Department of Pediatrics, Tampere University Hospital, PO BOX 2000, FI-33521, Tampere, Finland.
Tampere Center for Child, Adolescent and Maternal Health Research, Faculty of Medicine and Health Technology, Tampere University, Tampere, Finland.
Eur J Pediatr. 2023 May;182(5):2359-2367. doi: 10.1007/s00431-023-04914-4. Epub 2023 Mar 8.
To evaluate heart rate (HR), the presence of extrasystoles and other Holter findings among healthy newborns, and to collect data for new normal limits for Holter parameters in newborns. For this cross-sectional study, 70 healthy term newborns were recruited to undergo 24-h Holter monitoring. Linear regression analysis was used in HR analyses. The age-specific limits for HRs were calculated using linear regression analysis coefficients and residuals. The mean (SD) age of the infants was 6.4 (1.7) days during the recording. Each consecutive day of age raised the minimum and mean HR by 3.8 beats per minute (bpm) (95% CI: 2.4, 5.2; P < .001) and 4.0 bpm (95% CI: 2.8, 5.2; P < .001), respectively. Age did not correlate with maximum HR. The lowest calculated limit for minimum HR ranged from 56 bpm (aged 3 days) to 78 bpm (aged 9 days). A small number of atrial extrasystoles and ventricular extrasystoles were observed in 54 (77%) and 28 (40%) recordings, respectively. Short supraventricular or ventricular tachycardias were found in 6 newborns (9%).

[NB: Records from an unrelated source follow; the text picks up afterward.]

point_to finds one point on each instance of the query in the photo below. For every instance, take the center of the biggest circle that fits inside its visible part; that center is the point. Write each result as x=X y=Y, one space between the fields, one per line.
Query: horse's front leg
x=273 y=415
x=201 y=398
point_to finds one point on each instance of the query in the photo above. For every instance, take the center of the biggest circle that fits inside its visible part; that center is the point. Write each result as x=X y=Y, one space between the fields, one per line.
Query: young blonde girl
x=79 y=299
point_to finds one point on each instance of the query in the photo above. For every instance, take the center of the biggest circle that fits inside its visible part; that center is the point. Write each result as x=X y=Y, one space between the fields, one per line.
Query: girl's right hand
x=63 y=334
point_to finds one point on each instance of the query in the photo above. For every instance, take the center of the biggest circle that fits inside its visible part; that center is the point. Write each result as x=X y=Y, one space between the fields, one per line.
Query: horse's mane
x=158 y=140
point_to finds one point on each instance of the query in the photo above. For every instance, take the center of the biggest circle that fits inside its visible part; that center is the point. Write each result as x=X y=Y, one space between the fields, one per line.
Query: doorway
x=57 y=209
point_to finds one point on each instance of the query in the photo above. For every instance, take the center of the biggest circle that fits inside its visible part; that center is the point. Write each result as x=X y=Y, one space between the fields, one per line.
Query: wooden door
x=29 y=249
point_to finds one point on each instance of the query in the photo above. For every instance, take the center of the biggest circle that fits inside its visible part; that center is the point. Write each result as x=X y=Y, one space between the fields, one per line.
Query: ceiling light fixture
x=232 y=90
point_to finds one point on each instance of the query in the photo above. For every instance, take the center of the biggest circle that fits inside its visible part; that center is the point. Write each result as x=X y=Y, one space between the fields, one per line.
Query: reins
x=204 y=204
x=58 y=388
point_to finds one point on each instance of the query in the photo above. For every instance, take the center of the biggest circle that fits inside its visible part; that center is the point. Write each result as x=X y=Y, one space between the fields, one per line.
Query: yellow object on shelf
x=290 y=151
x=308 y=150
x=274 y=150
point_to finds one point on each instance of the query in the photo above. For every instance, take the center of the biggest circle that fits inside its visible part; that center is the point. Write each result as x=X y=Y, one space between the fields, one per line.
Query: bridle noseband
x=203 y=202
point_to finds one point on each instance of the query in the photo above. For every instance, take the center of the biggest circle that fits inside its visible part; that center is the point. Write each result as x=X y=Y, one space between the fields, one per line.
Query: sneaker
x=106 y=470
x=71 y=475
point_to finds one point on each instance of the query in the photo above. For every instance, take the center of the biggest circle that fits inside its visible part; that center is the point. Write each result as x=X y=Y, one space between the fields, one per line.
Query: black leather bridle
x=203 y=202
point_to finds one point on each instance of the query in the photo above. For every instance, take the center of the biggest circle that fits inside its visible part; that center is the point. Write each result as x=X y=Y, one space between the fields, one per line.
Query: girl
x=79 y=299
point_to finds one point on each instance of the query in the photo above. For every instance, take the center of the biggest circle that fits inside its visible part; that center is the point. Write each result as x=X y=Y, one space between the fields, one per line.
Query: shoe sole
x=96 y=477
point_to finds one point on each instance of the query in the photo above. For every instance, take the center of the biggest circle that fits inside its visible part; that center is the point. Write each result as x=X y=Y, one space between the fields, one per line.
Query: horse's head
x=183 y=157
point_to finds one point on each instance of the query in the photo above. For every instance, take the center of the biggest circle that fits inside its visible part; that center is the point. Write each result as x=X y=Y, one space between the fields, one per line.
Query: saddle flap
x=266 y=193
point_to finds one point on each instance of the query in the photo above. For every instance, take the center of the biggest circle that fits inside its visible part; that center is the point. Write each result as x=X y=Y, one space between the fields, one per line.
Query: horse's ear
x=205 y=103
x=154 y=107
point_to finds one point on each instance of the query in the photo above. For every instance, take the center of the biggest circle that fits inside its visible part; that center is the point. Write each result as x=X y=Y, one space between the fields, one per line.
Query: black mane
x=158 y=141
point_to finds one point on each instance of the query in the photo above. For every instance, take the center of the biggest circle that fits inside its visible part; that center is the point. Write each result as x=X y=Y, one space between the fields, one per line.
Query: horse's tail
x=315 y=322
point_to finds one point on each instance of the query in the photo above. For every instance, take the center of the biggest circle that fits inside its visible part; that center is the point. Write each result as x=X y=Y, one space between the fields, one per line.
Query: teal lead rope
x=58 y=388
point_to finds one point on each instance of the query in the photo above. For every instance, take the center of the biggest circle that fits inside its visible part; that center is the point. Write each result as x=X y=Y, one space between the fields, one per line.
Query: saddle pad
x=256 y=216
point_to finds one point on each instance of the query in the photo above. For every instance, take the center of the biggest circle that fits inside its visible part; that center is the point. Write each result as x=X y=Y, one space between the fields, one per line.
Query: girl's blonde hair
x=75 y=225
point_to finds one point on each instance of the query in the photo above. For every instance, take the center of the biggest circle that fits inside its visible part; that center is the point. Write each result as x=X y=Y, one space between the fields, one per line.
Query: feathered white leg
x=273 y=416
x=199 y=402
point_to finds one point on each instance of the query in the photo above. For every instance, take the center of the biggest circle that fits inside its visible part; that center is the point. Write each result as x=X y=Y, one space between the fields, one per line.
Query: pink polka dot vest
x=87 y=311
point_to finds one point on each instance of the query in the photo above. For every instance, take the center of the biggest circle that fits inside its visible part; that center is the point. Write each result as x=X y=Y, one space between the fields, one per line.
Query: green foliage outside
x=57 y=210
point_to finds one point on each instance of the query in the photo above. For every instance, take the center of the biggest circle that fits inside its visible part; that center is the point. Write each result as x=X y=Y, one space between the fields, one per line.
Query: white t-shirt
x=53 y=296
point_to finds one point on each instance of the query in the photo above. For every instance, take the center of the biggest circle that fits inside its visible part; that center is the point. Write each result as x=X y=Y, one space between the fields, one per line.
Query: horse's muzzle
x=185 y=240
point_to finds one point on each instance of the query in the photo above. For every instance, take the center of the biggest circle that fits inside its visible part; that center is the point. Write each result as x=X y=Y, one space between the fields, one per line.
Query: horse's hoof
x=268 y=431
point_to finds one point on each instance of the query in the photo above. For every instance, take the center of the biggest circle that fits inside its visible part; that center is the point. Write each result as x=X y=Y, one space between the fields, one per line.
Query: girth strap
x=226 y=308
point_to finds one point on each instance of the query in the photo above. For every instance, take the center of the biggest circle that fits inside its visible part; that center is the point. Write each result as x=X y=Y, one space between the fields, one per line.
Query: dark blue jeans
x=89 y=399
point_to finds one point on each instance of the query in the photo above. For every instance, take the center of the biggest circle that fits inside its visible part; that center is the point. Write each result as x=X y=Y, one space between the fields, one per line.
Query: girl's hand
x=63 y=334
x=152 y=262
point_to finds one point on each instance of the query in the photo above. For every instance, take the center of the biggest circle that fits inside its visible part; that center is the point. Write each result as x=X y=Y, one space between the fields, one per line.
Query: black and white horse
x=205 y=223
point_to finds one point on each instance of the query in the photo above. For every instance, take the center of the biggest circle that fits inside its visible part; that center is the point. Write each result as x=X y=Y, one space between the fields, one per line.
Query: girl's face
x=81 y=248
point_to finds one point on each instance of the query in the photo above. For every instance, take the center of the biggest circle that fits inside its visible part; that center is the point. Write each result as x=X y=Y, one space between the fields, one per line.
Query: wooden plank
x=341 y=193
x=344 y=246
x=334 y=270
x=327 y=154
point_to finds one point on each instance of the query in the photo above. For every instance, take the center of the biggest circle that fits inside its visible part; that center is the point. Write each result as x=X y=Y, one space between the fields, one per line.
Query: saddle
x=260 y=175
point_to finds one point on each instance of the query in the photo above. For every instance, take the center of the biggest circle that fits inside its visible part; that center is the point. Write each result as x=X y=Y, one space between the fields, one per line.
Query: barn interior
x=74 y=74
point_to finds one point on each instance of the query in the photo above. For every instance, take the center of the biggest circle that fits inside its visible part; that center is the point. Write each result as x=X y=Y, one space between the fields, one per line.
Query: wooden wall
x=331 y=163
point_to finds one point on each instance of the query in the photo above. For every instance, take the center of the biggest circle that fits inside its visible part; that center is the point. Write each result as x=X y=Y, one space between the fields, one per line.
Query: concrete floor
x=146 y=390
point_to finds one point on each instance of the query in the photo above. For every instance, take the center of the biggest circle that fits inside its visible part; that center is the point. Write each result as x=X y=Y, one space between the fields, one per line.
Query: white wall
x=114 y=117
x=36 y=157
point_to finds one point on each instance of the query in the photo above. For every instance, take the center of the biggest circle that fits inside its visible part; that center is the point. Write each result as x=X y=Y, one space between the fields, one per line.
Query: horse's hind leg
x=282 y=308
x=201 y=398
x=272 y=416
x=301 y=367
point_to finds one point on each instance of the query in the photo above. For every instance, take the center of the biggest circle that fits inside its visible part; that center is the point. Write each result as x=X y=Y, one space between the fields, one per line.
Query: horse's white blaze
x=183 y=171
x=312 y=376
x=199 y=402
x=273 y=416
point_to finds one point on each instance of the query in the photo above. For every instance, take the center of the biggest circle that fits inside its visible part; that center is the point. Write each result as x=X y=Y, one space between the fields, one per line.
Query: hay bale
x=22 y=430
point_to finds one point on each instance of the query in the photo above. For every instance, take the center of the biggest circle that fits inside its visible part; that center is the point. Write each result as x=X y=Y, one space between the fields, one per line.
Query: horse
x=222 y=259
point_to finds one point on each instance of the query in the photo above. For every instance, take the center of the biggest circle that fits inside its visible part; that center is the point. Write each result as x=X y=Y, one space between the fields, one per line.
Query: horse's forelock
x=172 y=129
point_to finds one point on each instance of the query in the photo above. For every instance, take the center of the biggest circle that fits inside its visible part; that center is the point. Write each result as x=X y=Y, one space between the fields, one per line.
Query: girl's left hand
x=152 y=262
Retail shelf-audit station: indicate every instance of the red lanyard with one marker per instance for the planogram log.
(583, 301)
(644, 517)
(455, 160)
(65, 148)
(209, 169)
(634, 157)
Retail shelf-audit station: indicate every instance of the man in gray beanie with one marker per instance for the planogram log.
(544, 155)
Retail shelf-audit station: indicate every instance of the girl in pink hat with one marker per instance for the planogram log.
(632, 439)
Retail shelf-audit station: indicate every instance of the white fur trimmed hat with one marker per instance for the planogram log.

The present study shows an increase of 20 bpm in both the minimum and mean HRs of healthy term newborns between the 3rd and 9th days of life. Daily reference values for HR could be adopted in the interpretation of HR monitoring results in newborns. A small number of extrasystoles are common in healthy newborns, and isolated short tachycardias may be normal in this age group.
• The current definition of bradycardia in newborns is 80 beats per minute. • This definition does not fit into the modern clinical setting of continuously monitored newborns, where benign bradycardias are commonly observed.
• A linear and clinically significant increase in heart rate was observed in infants between the ages of 3 and 9 days. • It appears as though lower normal limits for heart rate could be applied to the youngest newborns.
评估健康新生儿的心率(HR)、室性期前收缩和动态心电图的其他发现,并为新生儿动态心电图参数的新正常范围收集数据。
本横断面研究纳入了 70 例健康足月新生儿进行 24 小时动态心电图监测。采用线性回归分析进行 HR 分析。通过线性回归分析系数和残差计算 HR 的年龄特异性界限。
记录时婴儿的平均(SD)年龄为 6.4(1.7)天。年龄每增加 1 天,最小和平均 HR 分别增加 3.8 次/分钟(bpm)(95%CI:2.4,5.2;P<0.001)和 4.0 bpm(95%CI:2.8,5.2;P<0.001)。年龄与最大 HR 不相关。最小 HR 的最低计算下限范围为 56 bpm(3 天龄)至 78 bpm(9 天龄)。54 例(77%)和 28 例(40%)记录中分别观察到少量房性期前收缩和室性期前收缩。6 例新生儿(9%)发现短阵室上性或室性心动过速。
本研究显示,健康足月新生儿在生命的第 3 至 9 天之间,最小和平均 HR 分别增加 20 bpm。HR 监测结果的解释中可采用每日 HR 参考值。健康新生儿常见少量期前收缩,该年龄段孤立性短阵心动过速可能正常。
• 目前新生儿心动过缓的定义为 80 次/分钟。• 这个定义与连续监测新生儿的现代临床环境不符,在这种环境中,良性心动过缓很常见。
• 在 3 至 9 天龄的婴儿中观察到心率呈线性且具有临床意义的增加。• 似乎可以将较低的正常心率下限应用于最小的新生儿。